Tomorrow I’ll be presenting a poster on the topic of circulating tumour DNA in testicular cancer patients, more so to look at the detection of residual disease or recurrence. As we know, testicular cancer is a cancer predominantly of younger men. The traditional serum tumour markers alpha-fetoprotein, LDH, beta-HCG, they’re quite variable between patients and even between stages, so they’re not the most reliable tumour markers that we can depend on. We also use CAT scan imaging alongside with the serum tumour markers to look at things like residual disease recurrence, but I’d say altogether we have room for improvement with these kinds of modalities, so that’s kind of where the liquid biomarker ctDNA comes in. The goal of this study was to see how ctDNA measures up in comparison to CAT scan imaging, traditional serum tumour markers.  

In our study we conducted a retrospective analysis at our institution, UCI, with patients from 2020 to 2025 that had any ctDNA level collected. Some patients only had one test done, some patients had over five tests done, and they had any histology of testicular cancer. We looked at 41 patients, we had a total of 153 ctDNA samples. There were about half seminomas, half non-seminomas in our patient population, we had all stages of testicular cancer, and we found that regardless of histology and regardless of stage, ctDNA was a superior test to traditional serum tumour markers and imaging findings. We actually calculated a sensitivity and specificity of 100 percent. 

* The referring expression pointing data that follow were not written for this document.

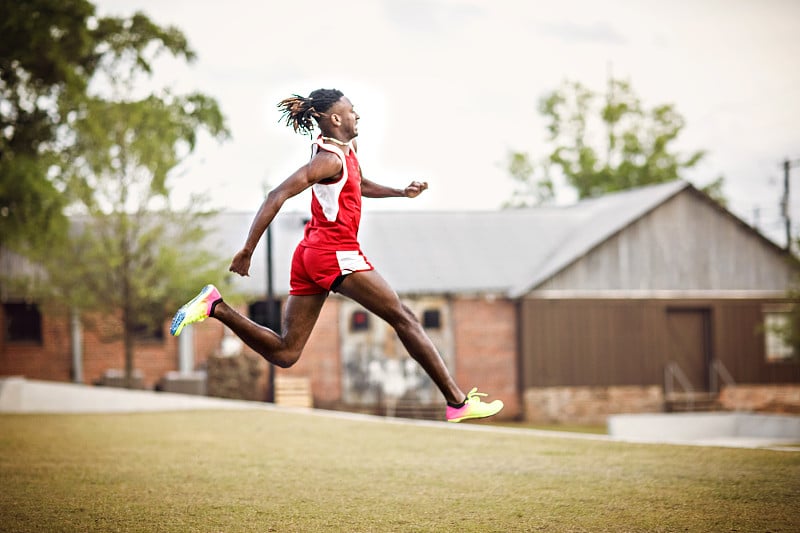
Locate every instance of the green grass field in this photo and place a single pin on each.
(231, 471)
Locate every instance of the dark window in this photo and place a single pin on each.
(431, 319)
(23, 322)
(359, 321)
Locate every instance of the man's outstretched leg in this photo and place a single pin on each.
(282, 349)
(369, 289)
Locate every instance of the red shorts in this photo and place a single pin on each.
(316, 271)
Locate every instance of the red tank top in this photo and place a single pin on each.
(335, 206)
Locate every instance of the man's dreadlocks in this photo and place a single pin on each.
(298, 111)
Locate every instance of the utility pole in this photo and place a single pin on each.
(785, 211)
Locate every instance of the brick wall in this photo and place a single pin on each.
(48, 360)
(486, 349)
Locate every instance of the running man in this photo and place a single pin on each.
(329, 258)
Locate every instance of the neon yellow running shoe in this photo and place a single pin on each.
(198, 309)
(473, 407)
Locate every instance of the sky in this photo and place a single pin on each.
(446, 89)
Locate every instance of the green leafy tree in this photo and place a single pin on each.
(601, 144)
(130, 257)
(135, 256)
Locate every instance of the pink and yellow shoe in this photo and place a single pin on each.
(198, 309)
(473, 408)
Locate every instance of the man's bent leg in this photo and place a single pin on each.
(369, 289)
(283, 350)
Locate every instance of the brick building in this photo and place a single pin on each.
(617, 304)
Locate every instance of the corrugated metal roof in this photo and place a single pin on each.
(508, 251)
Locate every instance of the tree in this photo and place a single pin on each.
(130, 258)
(135, 257)
(601, 144)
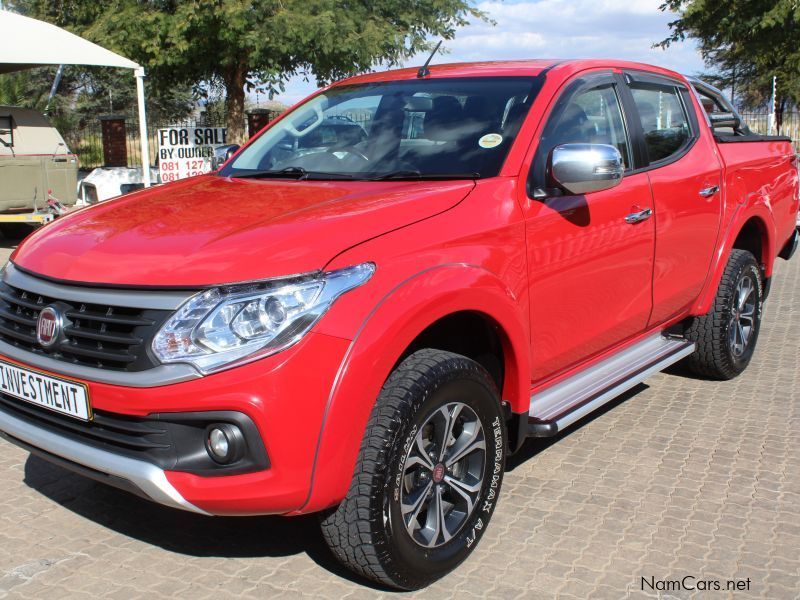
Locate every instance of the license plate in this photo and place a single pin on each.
(59, 395)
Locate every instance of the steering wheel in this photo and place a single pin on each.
(348, 150)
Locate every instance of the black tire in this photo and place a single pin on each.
(15, 231)
(718, 355)
(367, 531)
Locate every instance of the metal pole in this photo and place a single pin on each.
(143, 140)
(54, 87)
(772, 121)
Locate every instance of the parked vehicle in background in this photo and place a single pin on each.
(365, 325)
(38, 173)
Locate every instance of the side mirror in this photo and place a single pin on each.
(222, 154)
(724, 120)
(586, 168)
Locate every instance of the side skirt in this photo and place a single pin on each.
(559, 406)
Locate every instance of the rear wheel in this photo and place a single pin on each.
(428, 474)
(726, 337)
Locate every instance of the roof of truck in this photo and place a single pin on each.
(508, 68)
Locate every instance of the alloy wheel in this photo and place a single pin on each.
(442, 475)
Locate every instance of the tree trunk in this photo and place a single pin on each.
(779, 115)
(234, 80)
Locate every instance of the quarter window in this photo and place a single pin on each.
(664, 120)
(590, 117)
(6, 132)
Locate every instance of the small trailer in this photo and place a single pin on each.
(38, 173)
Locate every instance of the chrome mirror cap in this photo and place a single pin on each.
(586, 168)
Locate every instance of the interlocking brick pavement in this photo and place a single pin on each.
(679, 477)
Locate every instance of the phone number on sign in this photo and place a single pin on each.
(174, 170)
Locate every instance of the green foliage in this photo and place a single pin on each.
(746, 42)
(243, 44)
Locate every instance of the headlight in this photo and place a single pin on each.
(244, 322)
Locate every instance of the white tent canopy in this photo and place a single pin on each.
(28, 43)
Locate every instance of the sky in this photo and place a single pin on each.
(622, 29)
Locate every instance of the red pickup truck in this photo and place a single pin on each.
(389, 289)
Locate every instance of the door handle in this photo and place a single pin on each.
(642, 215)
(709, 191)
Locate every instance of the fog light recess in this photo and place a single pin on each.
(224, 443)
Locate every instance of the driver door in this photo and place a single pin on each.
(590, 271)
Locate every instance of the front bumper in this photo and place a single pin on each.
(283, 395)
(145, 477)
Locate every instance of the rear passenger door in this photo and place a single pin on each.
(590, 269)
(686, 180)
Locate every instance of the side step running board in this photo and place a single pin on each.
(559, 406)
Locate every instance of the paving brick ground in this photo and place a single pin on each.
(680, 477)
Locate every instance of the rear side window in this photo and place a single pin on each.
(664, 120)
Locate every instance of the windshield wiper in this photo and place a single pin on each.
(409, 174)
(293, 173)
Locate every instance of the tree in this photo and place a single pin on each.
(240, 44)
(746, 42)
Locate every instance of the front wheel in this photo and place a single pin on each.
(726, 337)
(428, 474)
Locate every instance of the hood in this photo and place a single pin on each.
(211, 230)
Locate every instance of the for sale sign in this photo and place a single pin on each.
(187, 151)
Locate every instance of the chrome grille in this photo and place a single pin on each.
(95, 335)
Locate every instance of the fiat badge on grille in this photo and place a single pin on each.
(48, 326)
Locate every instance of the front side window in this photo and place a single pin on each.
(664, 120)
(448, 128)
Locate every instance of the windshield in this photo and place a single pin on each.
(441, 128)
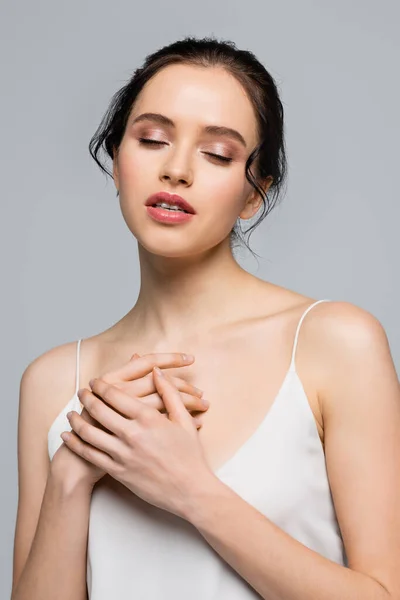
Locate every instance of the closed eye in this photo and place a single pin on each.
(158, 143)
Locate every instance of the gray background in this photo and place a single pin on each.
(334, 236)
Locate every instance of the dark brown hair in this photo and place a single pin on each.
(269, 155)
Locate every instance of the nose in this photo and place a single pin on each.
(177, 169)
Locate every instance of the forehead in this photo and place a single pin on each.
(196, 96)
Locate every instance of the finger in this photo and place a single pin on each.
(145, 385)
(192, 403)
(143, 365)
(185, 386)
(92, 435)
(109, 416)
(172, 399)
(127, 406)
(93, 455)
(197, 420)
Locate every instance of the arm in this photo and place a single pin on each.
(52, 516)
(360, 397)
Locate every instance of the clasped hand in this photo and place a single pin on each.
(159, 459)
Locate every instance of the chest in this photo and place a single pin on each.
(242, 382)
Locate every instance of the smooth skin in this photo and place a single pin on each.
(195, 298)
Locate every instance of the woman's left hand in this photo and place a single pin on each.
(159, 459)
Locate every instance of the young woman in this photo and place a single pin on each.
(289, 488)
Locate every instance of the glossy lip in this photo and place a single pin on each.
(170, 199)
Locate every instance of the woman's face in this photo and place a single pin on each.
(191, 98)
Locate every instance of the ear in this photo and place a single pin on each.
(115, 168)
(254, 199)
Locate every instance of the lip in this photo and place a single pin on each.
(170, 199)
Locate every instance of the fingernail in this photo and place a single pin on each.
(158, 371)
(187, 357)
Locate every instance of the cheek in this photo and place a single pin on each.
(224, 195)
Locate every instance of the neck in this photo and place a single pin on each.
(182, 298)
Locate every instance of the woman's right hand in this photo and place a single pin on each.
(135, 378)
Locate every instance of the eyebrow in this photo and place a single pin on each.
(212, 129)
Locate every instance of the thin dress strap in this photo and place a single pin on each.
(77, 366)
(292, 363)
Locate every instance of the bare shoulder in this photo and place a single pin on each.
(48, 382)
(345, 343)
(343, 328)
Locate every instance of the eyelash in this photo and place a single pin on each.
(156, 142)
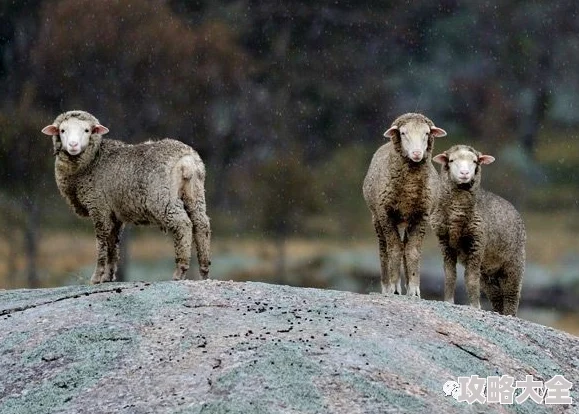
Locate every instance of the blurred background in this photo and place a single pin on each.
(286, 101)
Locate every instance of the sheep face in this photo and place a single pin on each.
(462, 163)
(414, 136)
(75, 133)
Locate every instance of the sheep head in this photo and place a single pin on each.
(461, 164)
(412, 135)
(72, 131)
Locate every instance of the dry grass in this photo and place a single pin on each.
(551, 238)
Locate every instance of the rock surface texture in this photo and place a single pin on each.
(225, 347)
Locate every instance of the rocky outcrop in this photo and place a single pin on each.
(225, 347)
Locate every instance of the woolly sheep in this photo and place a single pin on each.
(113, 183)
(480, 229)
(400, 190)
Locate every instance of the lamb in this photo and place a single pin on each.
(400, 189)
(159, 183)
(480, 229)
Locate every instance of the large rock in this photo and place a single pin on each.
(224, 347)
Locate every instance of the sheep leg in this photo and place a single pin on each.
(449, 258)
(113, 249)
(383, 255)
(490, 286)
(196, 210)
(103, 227)
(510, 286)
(472, 281)
(412, 251)
(392, 252)
(181, 228)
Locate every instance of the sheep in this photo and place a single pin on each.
(480, 229)
(113, 183)
(400, 189)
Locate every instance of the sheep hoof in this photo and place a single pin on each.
(389, 288)
(413, 291)
(204, 272)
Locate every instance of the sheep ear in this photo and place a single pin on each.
(441, 158)
(391, 132)
(100, 129)
(486, 159)
(437, 132)
(50, 130)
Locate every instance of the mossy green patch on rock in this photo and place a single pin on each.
(225, 347)
(65, 364)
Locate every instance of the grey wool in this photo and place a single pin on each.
(400, 189)
(153, 183)
(479, 229)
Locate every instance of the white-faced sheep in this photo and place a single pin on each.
(159, 183)
(400, 190)
(480, 229)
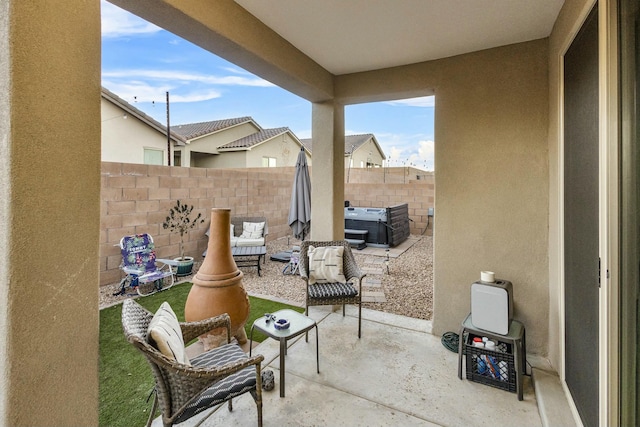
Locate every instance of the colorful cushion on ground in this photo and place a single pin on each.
(325, 264)
(252, 230)
(164, 334)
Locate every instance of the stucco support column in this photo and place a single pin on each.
(49, 212)
(327, 172)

I want to note we had eight instances out of our 153 samples of ctDNA data points where there was discordance, and by discordance I mean either that the ctDNA was positive and the imaging was negative or the ctDNA was negative and something was being picked up on imaging. In the instances where ctDNA was positive and the imaging was negative, these were all followed up with serial short interval imaging, and in all of the cases where that imaging was completed there was disease that then showed up. So ctDNA was detecting recurrence ahead of CAT scan imaging. We had several cases where the ctDNA was negative but something was picked up on imaging, and that was, depending on what the concern was, followed up by surgery, and pathology was actually negative in all of our cases. So that was a very, very interesting finding from our study. 

What is the clinical impact of these results? 

As I mentioned, testicular cancer is a cancer predominantly of younger men, and there’s a two-fold clinical significance. One is, in terms of imaging, CAT scan is delivering radiation to young patients that could be at risk for secondary malignancies related to radiation in the long term, so if we have a better test, higher sensitivity, specificity, that even our imaging – which before pathology that’s kind of the gold standard – if we can avoid as much radiation by doing a simple blood test that’s a better test, that would be really beneficial for our patients. That’s one thing.

Also of course peace of mind for our patients, and then there’s some confusion with the serum tumour markers because you get false positives and there’s just a lot of variability as I also mentioned, so having a more dependable test would be really helpful for the clinicians as well.  

What are the limitations of the ctDNA test in this setting? 

Right now, I would say a limitation of our study, not necessarily the ctDNA itself, was just the heterogeneous nature of the study since ctDNA’s not guideline-based right now in the testicular cancer space. So we don’t have set intervals in which we’re collecting ctDNA, nor have we established what those intervals would be, so I think that’s kind of a general limitation of the evidence we have so far. 

You can get false positives with ctDNA, I didn’t have any in our study, but it is possible. Usually with those cases we do a little more digging to get to the bottom of it, but I suspect that the rate of those false positives compared to the rate of false positives with the traditional serum tumour markers would be much lower. 

It was a limitation in our study but I could see potentially, if it’s not guideline-based yet, costs could be a potential limiting factor of patients not at larger centres able to get the tests, having it done there. I think there’s still a lot we don’t know about ctDNA, how it measures up to, for example, miRNA, which is also being studied and has some good evidence in the testicular cancer sphere. So I’d love to see more studies on both these biomarkers and even comparing them together so we can see are there subsets of patients that one test is actually better than the other?